Here is how you get the latest ingestion trace ID which you can use when setting up the tracing for the Query Pipeline.

In [7]:
ingestion_trace_id = list_ingestion_trace_events(take=1)["ingestionTraces"][0]["id"]

print(ingestion_trace_id)

clxkny9ap00h8qjt6p9u28jg2


<a name="trace_query"></a>

#### Trace Query Pipeline
Now that we have the document ingestion pipeline built and traced, let's build a query pipeline. We will use an OpenAI model (`gpt-3.5-turbo`) to generate responses to user queries. Similar to the document ingestion pipeline, we will trace this pipeline with the `@traced` decorator.

**NOTE:** the document ingestion pipeline and query pipeline are separate so we will need to link them together with `ingestion_trace_id`.

In [8]:
from typing import Optional

LLM_NAME = "gpt-3.5-turbo"

PROMPT_TEMPLATE = """
Context information is below.
---------------------
{context_str}
---------------------
Given the context information and not prior knowledge, answer the query.
Query: {query_str}
Answer:
"""

# Instantiate Tracer for the Query Pipeline
tracer: LastMileTracer = get_lastmile_tracer(
    tracer_name="my-tracer",
    project_name="LM-Tutorial",
    rag_flow_type=RagFlowType.QUERY,
)

# Decorate retrieval function with LastMile Tracer
@tracer.trace_function("retrieve-context")
def retrieve_context(
    query_string: str,
    ingestion_trace_id: str,
    top_k: int = 5,
) -> list[RetrievedNode]:
    """
    Retrieve the top-k most relevant contexts based on the query string
    from the chroma db collection
    """
    # Register key parameters to your trace
    tracer.register_param("similarity_top_k", top_k)

    chroma_retrival_results = collection.query(query_texts=query_string, n_results=top_k)
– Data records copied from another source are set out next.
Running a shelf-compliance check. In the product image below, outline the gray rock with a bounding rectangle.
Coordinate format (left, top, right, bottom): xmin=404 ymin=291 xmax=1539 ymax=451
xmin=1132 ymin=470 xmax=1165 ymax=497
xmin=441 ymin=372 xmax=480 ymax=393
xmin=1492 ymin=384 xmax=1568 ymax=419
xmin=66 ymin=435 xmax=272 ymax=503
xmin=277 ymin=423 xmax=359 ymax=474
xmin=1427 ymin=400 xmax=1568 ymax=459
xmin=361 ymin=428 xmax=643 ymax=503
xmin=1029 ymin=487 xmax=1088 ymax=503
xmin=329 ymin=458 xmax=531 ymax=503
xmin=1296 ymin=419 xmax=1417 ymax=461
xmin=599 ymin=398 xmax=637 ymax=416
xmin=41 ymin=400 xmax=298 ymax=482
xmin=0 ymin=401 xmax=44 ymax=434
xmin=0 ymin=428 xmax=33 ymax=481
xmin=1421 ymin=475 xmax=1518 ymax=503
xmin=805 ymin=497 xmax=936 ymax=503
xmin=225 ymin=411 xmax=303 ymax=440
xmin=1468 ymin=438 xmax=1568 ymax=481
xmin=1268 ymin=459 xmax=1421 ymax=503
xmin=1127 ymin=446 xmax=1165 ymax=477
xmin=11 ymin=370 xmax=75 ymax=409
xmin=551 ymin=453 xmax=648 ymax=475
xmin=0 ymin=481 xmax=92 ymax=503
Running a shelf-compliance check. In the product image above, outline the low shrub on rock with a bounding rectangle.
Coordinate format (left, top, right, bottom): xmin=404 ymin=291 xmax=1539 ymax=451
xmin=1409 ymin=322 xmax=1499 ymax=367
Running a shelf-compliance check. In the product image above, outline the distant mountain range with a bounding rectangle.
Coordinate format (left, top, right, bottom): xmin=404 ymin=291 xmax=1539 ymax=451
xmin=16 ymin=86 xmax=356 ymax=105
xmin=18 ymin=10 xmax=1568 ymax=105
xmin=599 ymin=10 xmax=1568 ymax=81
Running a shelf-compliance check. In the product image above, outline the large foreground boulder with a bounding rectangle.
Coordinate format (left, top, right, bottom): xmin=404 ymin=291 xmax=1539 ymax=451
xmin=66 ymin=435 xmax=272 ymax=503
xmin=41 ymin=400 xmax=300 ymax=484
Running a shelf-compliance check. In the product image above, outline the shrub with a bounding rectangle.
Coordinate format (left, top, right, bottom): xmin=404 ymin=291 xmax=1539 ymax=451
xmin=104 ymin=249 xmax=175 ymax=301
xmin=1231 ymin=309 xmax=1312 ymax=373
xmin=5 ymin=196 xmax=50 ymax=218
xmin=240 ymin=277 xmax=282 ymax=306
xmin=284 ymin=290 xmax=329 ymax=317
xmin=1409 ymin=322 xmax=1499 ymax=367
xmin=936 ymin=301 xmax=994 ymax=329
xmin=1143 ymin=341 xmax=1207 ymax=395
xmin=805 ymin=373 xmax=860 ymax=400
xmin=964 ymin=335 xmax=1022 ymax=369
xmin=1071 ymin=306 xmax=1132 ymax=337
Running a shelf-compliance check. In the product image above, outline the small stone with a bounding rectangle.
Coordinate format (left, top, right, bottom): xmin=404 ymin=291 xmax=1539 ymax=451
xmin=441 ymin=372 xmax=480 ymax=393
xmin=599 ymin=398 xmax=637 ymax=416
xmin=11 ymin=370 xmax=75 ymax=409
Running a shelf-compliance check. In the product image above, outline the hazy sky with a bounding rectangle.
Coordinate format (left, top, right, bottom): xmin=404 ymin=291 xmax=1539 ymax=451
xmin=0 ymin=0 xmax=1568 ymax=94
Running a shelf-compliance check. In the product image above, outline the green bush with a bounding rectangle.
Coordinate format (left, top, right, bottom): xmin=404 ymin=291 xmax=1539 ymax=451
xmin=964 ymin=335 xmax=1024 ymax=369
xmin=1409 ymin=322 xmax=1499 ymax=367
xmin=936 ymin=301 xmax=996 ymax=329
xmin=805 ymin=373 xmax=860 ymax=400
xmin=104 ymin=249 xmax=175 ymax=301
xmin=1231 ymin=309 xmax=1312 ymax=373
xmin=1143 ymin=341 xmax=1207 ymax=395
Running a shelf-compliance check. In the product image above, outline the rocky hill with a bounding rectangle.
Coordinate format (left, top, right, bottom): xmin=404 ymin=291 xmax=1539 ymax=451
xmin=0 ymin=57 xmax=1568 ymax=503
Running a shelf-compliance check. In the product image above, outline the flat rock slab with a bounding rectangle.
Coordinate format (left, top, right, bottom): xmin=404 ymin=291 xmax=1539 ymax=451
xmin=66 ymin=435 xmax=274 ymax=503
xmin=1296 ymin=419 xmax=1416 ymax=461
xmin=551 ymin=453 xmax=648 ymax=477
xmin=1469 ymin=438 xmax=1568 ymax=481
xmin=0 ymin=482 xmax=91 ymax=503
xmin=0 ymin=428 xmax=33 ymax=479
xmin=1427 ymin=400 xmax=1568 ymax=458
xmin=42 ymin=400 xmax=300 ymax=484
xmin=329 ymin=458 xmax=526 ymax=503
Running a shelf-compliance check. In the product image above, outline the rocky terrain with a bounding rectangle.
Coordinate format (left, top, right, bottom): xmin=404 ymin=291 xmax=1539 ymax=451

    retrieved_nodes: list[RetrievedNode] = []
    for i in range(len(chroma_retrival_results.get("documents")[0])):
        retrieved_nodes.append(
            RetrievedNode(
                text=chroma_retrival_results.get("documents")[0][i],
                id=chroma_retrival_results.get("ids")[0][i],
                score=1/chroma_retrival_results.get("distances")[0][i],
            )
        )

    # Add the retrieval event to LastMile Tracer
    tracer.add_retrieval_event(
        query=query_string,
        retrieved_nodes=retrieved_nodes,
        metadata={"top_k": top_k},
        ingestion_trace_id=ingestion_trace_id,
    )

    return retrieved_nodes

# Decorate prompt resolution function with LastMile Tracer
@tracer.trace_function("resolve-prompt")
def resolve_prompt(
    user_query: str,
    retrieved_nodes: list[RetrievedNode],
    ingestion_trace_id: str,
) -> str:
    retrieved_texts = [node.text for node in retrieved_nodes]
    resolved_prompt = PROMPT_TEMPLATE.replace(
        "{context_str}", "\n\n\n".join(retrieved_texts)
    ).replace("{query_str}", user_query)

    # Add the prompt template event to LastMile Tracer
    tracer.add_template_event(
        prompt_template=PROMPT_TEMPLATE,
        resolved_prompt=resolved_prompt,
        ingestion_trace_id=ingestion_trace_id,
    )
    return resolved_prompt

# Decorate LLM call function with LastMile Tracer
@tracer.trace_function("query-root-span")
def run_query_flow(user_query: str, ingestion_trace_id: str) -> str:
    retrieved_nodes = retrieve_context(user_query, ingestion_trace_id, top_k=3)
    resolved_prompt = resolve_prompt(
        user_query,
        retrieved_nodes,
        ingestion_trace_id,
    )

    # Start span on LastMile Tracer
    with tracer.start_as_current_span("call-llm") as _llm_span:
        openai_client = openai.Client(api_key=os.getenv("OPENAI_API_KEY"))
        response = openai_client.chat.completions.create(
            model=LLM_NAME,
            messages=[{"role": "user", "content": resolved_prompt}],
        )
        output: str = response.choices[0].message.content

        # Add the LLM query event to LastMile Tracer
        tracer.add_query_event(
            query=resolved_prompt,
            llm_output=output,
            metadata={"llm_name": LLM_NAME},
            ingestion_trace_id=ingestion_trace_id,
        )

    return output


Let's try an example user query.

In [9]:
response = run_query_flow("What did the author do growing up?", ingestion_trace_id)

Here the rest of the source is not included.